Angel Haze – exclusive shoot for FAULT Online
Last week, Angel Haze took to the stage at Heaven for her headline gig and told the assembled masses that “fans of Angel Haze are fans of themselves.” Amidst the crowd of people crying, screaming and hanging on every lyric, there is no denying that Haze has forged a rare bond with her fanbase. Sitting in the make-up chair before her FAULT shoot, she explains that “people who get me, get me because they are me in some sense….they take my music and they make it what they need.” Haze has overcome unusual adversity; she grew up in a religious cult and suffered abuse throughout her childhood, before taking on the music industry with her unique brand of raw, lyrical rap. The aggression in her music is high-impact and searing, with lyrics that possess a brutal honesty and a surprising spirituality. On stage, she has a religious quality; equal parts saint, sinner, preacher and, on the harshest tracks, appearing almost exorcised mid-set.
Perhaps this isn’t far-off; “I wanted to use music as catharsis…to rid myself of all my demons and all the shit I couldn’t deal with alone.” Having put her life so much in the public domain, it would be easy for her ‘story’ to become a burden, and she admits that “once people relate to you, they will run to you.” Haze seems to fear being pigeon-holed, although she is resigned to the fact that “people take your demons and run with them….they become who you are.” Taking a breath, she looks around the room before asserting that “my story isn’t the only story I have to tell.” The story Haze refers to is one of “prosperity, of becoming a better person” and it’s a story ongoing. Her latest single Battle Cry features a vocal from Sia and has already broken into the Top 20, jumping 62 places in a week.
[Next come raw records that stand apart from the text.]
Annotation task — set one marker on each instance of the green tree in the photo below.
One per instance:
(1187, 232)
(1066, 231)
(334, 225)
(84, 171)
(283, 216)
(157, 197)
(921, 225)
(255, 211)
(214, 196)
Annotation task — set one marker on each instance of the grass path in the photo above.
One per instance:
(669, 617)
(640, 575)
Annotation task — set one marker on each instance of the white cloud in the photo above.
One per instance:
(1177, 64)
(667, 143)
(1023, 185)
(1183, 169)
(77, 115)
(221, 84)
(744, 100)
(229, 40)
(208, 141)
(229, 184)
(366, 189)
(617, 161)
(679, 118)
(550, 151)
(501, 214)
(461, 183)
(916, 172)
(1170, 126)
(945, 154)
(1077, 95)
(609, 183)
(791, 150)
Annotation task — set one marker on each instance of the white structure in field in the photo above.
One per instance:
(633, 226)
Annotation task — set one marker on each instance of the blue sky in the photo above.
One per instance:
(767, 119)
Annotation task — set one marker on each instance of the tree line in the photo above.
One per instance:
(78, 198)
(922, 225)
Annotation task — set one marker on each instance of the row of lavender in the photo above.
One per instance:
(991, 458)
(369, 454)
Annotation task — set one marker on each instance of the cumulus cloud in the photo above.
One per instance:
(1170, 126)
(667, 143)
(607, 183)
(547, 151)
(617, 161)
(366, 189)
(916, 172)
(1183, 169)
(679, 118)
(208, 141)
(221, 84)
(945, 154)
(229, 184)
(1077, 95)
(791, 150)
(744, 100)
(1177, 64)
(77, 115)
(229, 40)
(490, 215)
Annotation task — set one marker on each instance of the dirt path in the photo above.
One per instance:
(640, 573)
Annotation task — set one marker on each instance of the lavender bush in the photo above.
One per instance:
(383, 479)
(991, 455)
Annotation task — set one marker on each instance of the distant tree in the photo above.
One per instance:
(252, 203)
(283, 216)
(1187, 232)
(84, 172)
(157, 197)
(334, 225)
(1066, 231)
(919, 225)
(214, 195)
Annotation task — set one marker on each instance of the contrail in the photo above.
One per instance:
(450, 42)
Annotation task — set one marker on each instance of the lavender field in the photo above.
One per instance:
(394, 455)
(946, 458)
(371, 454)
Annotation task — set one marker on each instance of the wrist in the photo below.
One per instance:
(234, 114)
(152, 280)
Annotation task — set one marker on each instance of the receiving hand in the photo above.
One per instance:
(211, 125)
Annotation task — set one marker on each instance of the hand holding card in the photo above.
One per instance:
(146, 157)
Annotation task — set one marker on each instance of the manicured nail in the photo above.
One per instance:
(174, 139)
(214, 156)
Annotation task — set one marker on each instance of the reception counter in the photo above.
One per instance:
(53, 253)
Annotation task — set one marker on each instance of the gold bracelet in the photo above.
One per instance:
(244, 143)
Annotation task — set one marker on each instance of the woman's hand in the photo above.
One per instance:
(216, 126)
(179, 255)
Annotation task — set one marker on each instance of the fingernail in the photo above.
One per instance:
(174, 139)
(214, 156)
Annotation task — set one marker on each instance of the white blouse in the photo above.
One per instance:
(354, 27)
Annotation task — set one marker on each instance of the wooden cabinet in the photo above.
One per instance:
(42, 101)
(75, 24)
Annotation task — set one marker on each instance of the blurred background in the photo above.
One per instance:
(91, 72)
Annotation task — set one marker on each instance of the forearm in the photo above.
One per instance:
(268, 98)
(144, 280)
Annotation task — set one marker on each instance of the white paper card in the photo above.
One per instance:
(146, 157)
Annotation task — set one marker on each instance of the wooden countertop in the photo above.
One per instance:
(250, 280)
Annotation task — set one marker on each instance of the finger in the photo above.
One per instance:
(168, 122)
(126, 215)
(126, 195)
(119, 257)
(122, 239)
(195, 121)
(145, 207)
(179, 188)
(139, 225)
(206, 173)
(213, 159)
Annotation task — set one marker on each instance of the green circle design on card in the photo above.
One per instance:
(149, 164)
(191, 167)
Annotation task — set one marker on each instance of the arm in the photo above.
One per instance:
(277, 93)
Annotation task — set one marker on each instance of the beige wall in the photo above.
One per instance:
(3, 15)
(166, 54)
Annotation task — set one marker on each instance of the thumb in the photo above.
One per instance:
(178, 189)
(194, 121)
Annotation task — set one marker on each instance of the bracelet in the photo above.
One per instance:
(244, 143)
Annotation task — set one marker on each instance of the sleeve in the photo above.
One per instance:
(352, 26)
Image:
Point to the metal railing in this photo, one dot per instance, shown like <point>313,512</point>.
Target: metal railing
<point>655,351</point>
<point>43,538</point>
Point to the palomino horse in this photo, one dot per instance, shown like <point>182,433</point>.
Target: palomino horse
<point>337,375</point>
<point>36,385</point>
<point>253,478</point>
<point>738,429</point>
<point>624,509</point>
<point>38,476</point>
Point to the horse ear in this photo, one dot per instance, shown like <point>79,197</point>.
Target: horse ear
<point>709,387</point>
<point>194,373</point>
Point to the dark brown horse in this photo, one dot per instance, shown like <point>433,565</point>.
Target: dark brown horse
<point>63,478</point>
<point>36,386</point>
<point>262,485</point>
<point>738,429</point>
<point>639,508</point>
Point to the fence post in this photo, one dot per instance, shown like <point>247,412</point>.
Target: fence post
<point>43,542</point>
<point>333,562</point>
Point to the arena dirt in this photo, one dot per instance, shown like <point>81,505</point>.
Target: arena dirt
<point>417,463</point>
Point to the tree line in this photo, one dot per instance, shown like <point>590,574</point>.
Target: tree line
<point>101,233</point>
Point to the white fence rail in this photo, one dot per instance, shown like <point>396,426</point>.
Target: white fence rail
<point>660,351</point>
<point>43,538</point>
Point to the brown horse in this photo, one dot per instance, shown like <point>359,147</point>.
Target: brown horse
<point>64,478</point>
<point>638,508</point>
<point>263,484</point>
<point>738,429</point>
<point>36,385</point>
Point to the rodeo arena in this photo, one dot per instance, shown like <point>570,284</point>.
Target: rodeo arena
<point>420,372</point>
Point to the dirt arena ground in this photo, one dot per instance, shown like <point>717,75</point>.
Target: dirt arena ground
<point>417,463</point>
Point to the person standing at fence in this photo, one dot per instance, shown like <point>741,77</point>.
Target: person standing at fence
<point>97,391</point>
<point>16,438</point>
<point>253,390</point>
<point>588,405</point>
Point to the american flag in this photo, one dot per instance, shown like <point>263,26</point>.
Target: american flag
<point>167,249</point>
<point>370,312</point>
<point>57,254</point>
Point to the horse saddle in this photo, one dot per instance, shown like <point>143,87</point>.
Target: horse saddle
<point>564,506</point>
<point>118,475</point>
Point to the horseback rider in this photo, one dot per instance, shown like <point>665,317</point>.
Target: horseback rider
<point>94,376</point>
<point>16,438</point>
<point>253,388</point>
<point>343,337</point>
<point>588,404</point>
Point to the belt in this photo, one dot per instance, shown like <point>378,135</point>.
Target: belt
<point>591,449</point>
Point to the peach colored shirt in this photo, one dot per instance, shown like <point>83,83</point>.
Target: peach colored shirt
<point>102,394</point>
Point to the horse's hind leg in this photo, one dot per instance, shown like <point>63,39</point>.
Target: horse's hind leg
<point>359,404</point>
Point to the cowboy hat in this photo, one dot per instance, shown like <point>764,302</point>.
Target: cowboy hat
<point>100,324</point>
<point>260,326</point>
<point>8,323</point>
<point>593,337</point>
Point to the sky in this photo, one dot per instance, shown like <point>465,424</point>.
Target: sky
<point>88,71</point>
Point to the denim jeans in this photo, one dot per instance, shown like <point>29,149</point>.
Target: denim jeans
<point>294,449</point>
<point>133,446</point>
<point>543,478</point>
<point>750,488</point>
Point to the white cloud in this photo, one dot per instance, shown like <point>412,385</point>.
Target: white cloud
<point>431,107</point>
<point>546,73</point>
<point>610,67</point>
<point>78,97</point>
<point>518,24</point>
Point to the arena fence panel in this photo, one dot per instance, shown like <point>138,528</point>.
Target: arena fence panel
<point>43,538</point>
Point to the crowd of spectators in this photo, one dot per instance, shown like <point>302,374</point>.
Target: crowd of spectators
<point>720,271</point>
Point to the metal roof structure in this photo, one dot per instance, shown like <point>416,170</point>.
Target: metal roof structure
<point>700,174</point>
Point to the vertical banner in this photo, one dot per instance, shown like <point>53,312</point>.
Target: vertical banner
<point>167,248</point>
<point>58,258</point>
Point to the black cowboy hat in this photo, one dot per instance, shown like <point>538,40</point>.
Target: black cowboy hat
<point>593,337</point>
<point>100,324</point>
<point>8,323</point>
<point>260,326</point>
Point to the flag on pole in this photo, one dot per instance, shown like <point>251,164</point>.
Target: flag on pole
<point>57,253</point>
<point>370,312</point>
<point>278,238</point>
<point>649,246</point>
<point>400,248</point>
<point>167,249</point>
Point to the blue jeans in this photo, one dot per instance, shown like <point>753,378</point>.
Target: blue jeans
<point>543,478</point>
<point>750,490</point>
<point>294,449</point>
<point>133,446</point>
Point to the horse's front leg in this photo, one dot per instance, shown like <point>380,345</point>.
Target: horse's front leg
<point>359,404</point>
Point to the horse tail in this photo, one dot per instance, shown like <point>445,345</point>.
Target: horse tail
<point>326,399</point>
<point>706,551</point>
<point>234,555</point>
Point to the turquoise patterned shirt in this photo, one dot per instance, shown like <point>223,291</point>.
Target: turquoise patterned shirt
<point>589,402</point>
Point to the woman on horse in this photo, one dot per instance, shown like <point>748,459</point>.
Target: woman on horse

Haze is accustomed to this rapid, viral success. “I got famous from Tumblr”, she laughs between texts on her phone, “and I’m not even as famous as I’m gonna be.” By her count, it’s taken two years to transform her life and she appears incredibly introspective (and honest) for such a rising star. When I compare her to other rappers and their declarations of status, swag and self-deification, she almost timidly confides that “the braggadocio shit doesn’t come easy to me.” Instead, her lyrics are about “being honest with myself and obsessed with love”, filtered through her honest voice and confessional verses; “there’s an immense loneliness to my life.”
Haze seems both born for the life she is living now, but also so clearly conscious of where she has come from and, more importantly, what she has overcome. Over the course of our time together, boxes arrive from Chanel, messages get sent over from Karl Lagerfeld (in London for a store opening,) and at one point John Newman texts her to be his date for an event that evening. Haze is that rare thing- the humble rap superstar, with something to say that is truly her own, and a sense of self grounded in her lyrics and not in her designer labels. Amidst the chaos of the set- of publicists and hair people and rails of designer clothes- she pauses and reflects on what she refers to as her ‘process of becoming’ who she is now. “You change, you evolve, and you never want to go back.”